11 Eylül 2018 Salı

Genç Bir Doktorun Anıları - Mihail Bulgakov

Çiçeği burnunda bir doktor taşraya tayin olunur. Bu genç doktor aslında şehirde kalıp bir hastanede stajyer doktor olarak çalışmak istemektedir ama emir demiri kestiği için tıpış tıpış köyde çalışmaya gider. Genç Bir Doktorun Anıları'nda Bulgakov bu genç doktorun köyde yaşadığı zorlukları, mesleği öğrenirken çektiği çileleri, bir hekim olarak kendine güven kazanma süreci esnasındaki korkularını, köy yerinin cahilliğini, batıla olan derin bağlılığını, tıbba olan kör inançsızlığını anlatıyor. 

Konu bizdeki mevzulara çok yakın aslında. Türk Edebiyatında da taşraya atanan öğretmenin, doktorun, kaymakamın hikayesini defalarca okumuşuzdur. Yani bu mevzulara Kanada'da, Norveç'te vesaire rastlayamıyoruz haliyle.

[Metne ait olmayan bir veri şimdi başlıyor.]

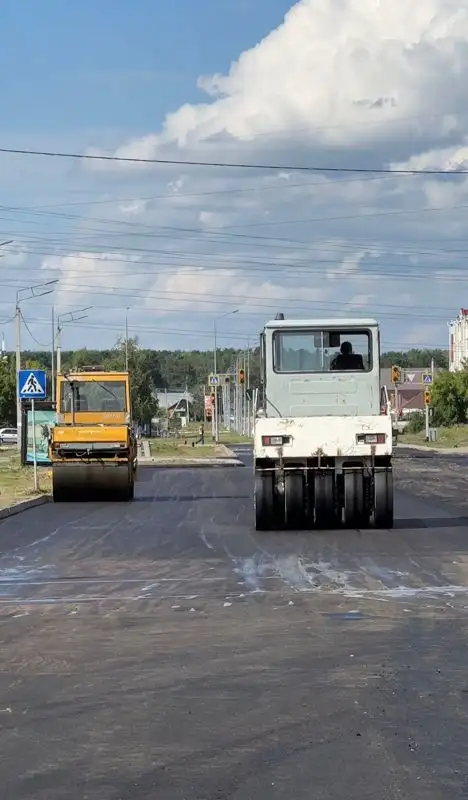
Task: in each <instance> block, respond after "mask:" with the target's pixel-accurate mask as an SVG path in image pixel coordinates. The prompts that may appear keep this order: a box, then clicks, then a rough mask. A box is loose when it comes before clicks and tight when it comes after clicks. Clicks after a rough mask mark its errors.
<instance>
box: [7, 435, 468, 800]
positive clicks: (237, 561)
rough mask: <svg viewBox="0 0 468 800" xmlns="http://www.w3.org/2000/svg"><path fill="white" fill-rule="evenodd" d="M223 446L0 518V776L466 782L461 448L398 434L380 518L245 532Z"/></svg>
mask: <svg viewBox="0 0 468 800" xmlns="http://www.w3.org/2000/svg"><path fill="white" fill-rule="evenodd" d="M243 449H244V450H245V448H240V450H241V451H242V450H243ZM242 457H243V458H244V459H245V461H246V464H247V468H225V469H222V470H215V469H196V470H174V469H170V470H167V471H160V470H154V469H149V468H148V469H143V470H141V480H140V482H139V483H138V486H137V492H136V501H135V502H134V503H133V504H83V505H57V506H54V505H53V504H51V505H46V506H42V507H40V508H37V509H34V510H31V511H28V512H26V513H24V514H21V515H18V516H17V517H13V518H10V519H8V520H4V521H2V522H0V643H1V651H0V652H1V656H0V658H1V672H0V783H1V785H2V786H3V791H2V796H3V797H5V798H7V799H8V800H59V798H60V800H61V799H62V798H64V799H65V798H67V800H153V798H154V800H228V799H229V800H251V799H252V800H276V798H278V800H279V799H280V798H281V800H285V799H286V800H306V799H307V800H322V798H323V800H376V798H378V800H387V798H388V799H390V798H391V799H392V800H397V798H398V800H403V799H404V798H411V800H415V799H416V800H420V799H422V800H426V798H427V799H428V800H429V799H430V800H436V798H437V799H438V798H440V799H441V800H442V798H443V800H446V799H447V798H450V800H458V798H460V800H461V799H462V798H464V799H465V800H466V798H468V754H467V747H466V740H465V735H466V724H467V716H468V715H467V711H468V671H467V663H468V647H467V641H468V639H467V634H468V626H467V619H468V558H467V551H468V500H466V499H465V497H466V498H468V492H466V488H467V487H468V482H467V481H466V478H465V472H466V467H467V466H468V460H466V459H465V460H463V459H459V460H458V461H457V460H455V459H452V460H450V459H445V460H444V459H442V458H439V457H437V458H435V459H434V458H425V459H421V458H416V457H414V455H413V456H409V455H405V454H404V452H403V453H402V455H401V456H400V457H399V458H398V459H397V460H396V472H397V483H398V489H397V495H396V512H397V526H396V528H395V530H393V531H387V532H385V531H373V530H367V531H328V532H323V533H321V532H318V533H317V532H307V533H303V532H300V533H284V532H280V533H258V534H257V533H256V532H255V530H254V528H253V508H252V472H251V469H250V468H249V463H250V462H249V454H248V452H247V451H246V452H243V453H242ZM464 515H465V516H464Z"/></svg>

Ben Bulgakov'da da bizde olandan daha farklısını pek göremedim. Belki de Anadolu kırsalıyla Rus kırsalı birbirine benziyor. Belki de "sen vatanın şu noktasına çalışmaya gideceksin, lamı cimi yok" anlayışı bizde olduğu gibi Ruslarda da var. O kadarını bilmiyorum. Kitapta gözlemleyebildiğim tek fark Bulgakov'un bütün o köylü cehaleti, imkansızlıklar vesaire üzerine konuşmanın yanı sıra başkarakterinin kişisel korkularına, benlik sorgulamalarına da yoğunlaşması. Çok ufak görünen mesleki korkuların aslında onları yaşayan için ne kadar devasa şeyler olduğunu son derece başarılı bir yoğunlukla gösterebilmiş olması. Genç doktorun her gün "ya bu gün bir ters doğum vakası gelirse" korkusuyla uyanması beni gayet etkiledi doğrusu. Bir de kar kış kıyamet atmosferi içinde binbir zorlukla görev yapmış köy enstitüsü mezunları, çiçeği burnunda tıbbiyelilerin hikayelerini de bildiğimiz için eseri bir yakınlık duygusuyla okuyabiliyoruz. Hatta aklımıza aşağıda görüleceği üzere birtakım komiklikler bile getirebiliyor. 


Bulgakov'un kendisi de köy doktorluğu yapmış. Anılarını birebir bu kitaba aktarıp aktarmamış olduğunu bilmiyorum ama illa ki gerçeklikle büyük ölçüde bağı vardır kitabın. Kitabın her bir bölümü hem birbirinden bağımsız bir biçimde okunabilecek öyküler niteliğinde hem de bir araya geldiklerinde başı sonu belli bir roman olmasa da iyi bir hatırat oluşturur nitelikte. Doktorun kendisine gelen her hastada önce korkup panik yaşaması sonra da işin içinden başarıyla sıyrılması durumu kendini çok tekrar edip okuyucuyu sıksa da yazarın  ameliyatları anlatırken kullandığı dil ve tasvir gücü kitabı okunabilecek bir hale sokuyor. 

Çevirisi gayet başarılı. Göze batan bir dil sorunu taşımıyor. Kesinlikle okunması gereken bir kitap olarak görmüyorum bunu ama okunduğu takdirde de asla pişmanlık duyulacak bir eser değil. Okura başlığında vaat ettiğini sunan, fazlasına karışmayan, birazcık Rus devrimi atmosferi tattıran, kısa sürede biten, makul bir kitap.